The new Pope’s desire to maintain peace and heal the wounds inflicted during the late pontificate gave way at the approach of the Neapolitan troubles, the point of contention between the papal government and its neighbours. Innocent can hardly have been drawn into the fight by the secret motive of which he was accused—a preference for the interests of his own family before the welfare and peace of the country; but he may well have been influenced by his own and his predecessor’s repeated unpleasant experience of the Aragonese. He made the quarrel of Aquila and of the barons his own, accepted their tender of obedience, and began to arm.
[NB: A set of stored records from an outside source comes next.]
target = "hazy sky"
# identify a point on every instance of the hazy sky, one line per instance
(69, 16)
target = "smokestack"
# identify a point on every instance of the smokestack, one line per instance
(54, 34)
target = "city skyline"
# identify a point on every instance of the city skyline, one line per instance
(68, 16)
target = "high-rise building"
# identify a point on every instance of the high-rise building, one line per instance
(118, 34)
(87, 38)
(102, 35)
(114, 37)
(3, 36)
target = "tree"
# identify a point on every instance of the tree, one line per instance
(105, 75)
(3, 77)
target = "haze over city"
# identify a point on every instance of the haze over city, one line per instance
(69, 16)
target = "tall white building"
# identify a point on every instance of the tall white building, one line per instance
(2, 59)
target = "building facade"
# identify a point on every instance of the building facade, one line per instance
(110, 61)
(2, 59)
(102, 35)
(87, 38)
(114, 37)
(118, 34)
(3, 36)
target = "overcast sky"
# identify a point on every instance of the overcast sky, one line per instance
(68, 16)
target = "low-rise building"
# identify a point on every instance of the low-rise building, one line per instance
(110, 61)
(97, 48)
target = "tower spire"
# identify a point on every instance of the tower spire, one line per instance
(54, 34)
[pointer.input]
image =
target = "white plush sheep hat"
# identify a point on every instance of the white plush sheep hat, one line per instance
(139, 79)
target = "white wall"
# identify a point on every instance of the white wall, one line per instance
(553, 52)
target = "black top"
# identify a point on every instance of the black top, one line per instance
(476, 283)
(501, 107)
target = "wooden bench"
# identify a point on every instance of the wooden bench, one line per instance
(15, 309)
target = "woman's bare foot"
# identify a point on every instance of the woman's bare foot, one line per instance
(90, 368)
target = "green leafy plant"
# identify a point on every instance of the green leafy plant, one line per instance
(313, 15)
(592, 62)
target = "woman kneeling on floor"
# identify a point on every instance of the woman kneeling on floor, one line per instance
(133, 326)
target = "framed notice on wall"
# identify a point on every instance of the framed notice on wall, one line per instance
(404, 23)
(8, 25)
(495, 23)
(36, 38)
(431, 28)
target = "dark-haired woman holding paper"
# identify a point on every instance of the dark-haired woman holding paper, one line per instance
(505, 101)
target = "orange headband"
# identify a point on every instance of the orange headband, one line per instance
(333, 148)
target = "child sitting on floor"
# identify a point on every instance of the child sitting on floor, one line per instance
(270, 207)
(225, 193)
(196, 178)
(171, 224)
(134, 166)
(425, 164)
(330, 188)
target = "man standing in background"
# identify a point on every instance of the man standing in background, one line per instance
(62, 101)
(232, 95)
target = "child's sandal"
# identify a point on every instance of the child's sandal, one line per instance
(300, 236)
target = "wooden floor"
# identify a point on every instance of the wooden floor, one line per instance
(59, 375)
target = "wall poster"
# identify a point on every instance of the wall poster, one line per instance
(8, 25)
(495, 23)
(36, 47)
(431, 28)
He had to be quick, not to give the Duke of Calabria time to scatter his opponents. While the king sought help from Florence and Milan, the Pope and the barons turned to Venice. The propositions of the nobles were very tempting to the Venetians, ever hankering after the cities on the Apulian coast; but they had doubts about entering upon such a hazardous undertaking after all the losses they had sustained in the last war. They expressed regret for the oppression under which the barons described themselves as suffering, but they recommended a compromise through the mediation of the Pope; at the same time they dissuaded Rome from violent proceedings. But when Innocent, hurried on by the rapid progress of events, entered into negotiations with Roberto da Sanseverino to obtain his services, they contented themselves with half-measures. Roberto’s Venetian condotta had expired at the peace of Bagnolo. The Republic might easily have restrained his ardour, for though his own people were deeply involved in the rising, the condottiere, long a stranger to his own home, would have preferred his own advantage to all other considerations. But after a few indifferent remonstrances he was left free to go ‘according to his own pleasure,’ as was announced to the Pope on October 7.[279]